No dia 11 de julho, o fundador e CEO da Nacho Analytics, Mike Roberts, mandou um e-mail a seus clientes avisando que o site havia parado de coletar dados por conta da indisponibilidade de um fornecedor terceirizado. Não seriam aceitos novos clientes nem fornecidas mais informações — quem mantivesse sua conta aberta, porém, ainda conseguiria acessar os dados comprados anteriormente.

A coleta de dados que originou a confusão começou por conta de uma falha de segurança em extensões de navegadores (principalmente as do Chrome, mas que afetou também o Firefox) que coletavam as URLs e os nomes dos sites visitados pelo usuário. Estes eram, então, publicados quase em tempo real pela Nacho Analytics, importados diretamente das contas do Google Analytics dos usuários, com as mesmas informações confidenciais. A Nacho anunciava o produto com o prosaico slogan "Veja a conta do Analytics de qualquer um".

Problemas gerenciais da Tesla tornaram-se públicos (Fonte: ArsTechnica/Reprodução)

Os históricos de navegação postos à venda incluíam até resultados médicos via laboratórios de análises clínicas.

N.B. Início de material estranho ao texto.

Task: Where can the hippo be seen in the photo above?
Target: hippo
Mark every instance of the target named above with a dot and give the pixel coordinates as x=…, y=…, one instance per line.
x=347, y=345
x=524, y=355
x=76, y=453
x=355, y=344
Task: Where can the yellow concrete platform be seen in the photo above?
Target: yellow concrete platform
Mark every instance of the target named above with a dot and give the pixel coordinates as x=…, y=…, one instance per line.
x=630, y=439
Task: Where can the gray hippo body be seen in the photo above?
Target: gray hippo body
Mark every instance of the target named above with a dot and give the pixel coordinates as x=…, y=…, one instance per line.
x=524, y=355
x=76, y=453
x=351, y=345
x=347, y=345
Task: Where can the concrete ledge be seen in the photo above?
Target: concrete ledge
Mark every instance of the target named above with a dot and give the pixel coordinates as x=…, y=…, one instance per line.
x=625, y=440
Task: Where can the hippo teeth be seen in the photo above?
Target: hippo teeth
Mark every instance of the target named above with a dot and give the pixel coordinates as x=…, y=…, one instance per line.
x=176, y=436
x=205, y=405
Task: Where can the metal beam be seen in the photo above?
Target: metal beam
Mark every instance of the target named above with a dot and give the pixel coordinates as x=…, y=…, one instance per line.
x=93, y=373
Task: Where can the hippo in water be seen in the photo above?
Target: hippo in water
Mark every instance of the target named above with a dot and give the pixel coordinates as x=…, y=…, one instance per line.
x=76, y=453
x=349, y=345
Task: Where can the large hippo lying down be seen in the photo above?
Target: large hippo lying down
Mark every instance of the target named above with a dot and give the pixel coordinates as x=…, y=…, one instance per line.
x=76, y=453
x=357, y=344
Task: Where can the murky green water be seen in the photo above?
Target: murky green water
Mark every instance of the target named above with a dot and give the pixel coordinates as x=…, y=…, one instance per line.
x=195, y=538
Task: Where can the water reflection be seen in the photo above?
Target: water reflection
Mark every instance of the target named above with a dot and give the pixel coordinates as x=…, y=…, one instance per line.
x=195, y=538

Nem a Tesla escapou: problemas de gerenciamento de projetos foram importados para o Google Analytics.

Segundo um representante da empresa, “a transmissão de dados que identificam pessoalmente um indivíduo, como endereços de e-mail ou números de celular, por meio do Google Analytics, é proibida pelos nossos Termos de Serviço e tomamos providências contra contas detectadas fazendo isso intencionalmente”.

Navegadores removeram extensões

O vazamento, agora conhecido como DataSpii, fez com que o Google removesse extensões da Chrome Web Store e as desativasse de milhões de dispositivos. A Mozilla fez o mesmo com a única extensão afetada do Firefox. Os dados, porém, continuam públicos através do Google Analytics e ao alcance de quem os comprou da empresa que se dizia "o modo Deus para a Internet".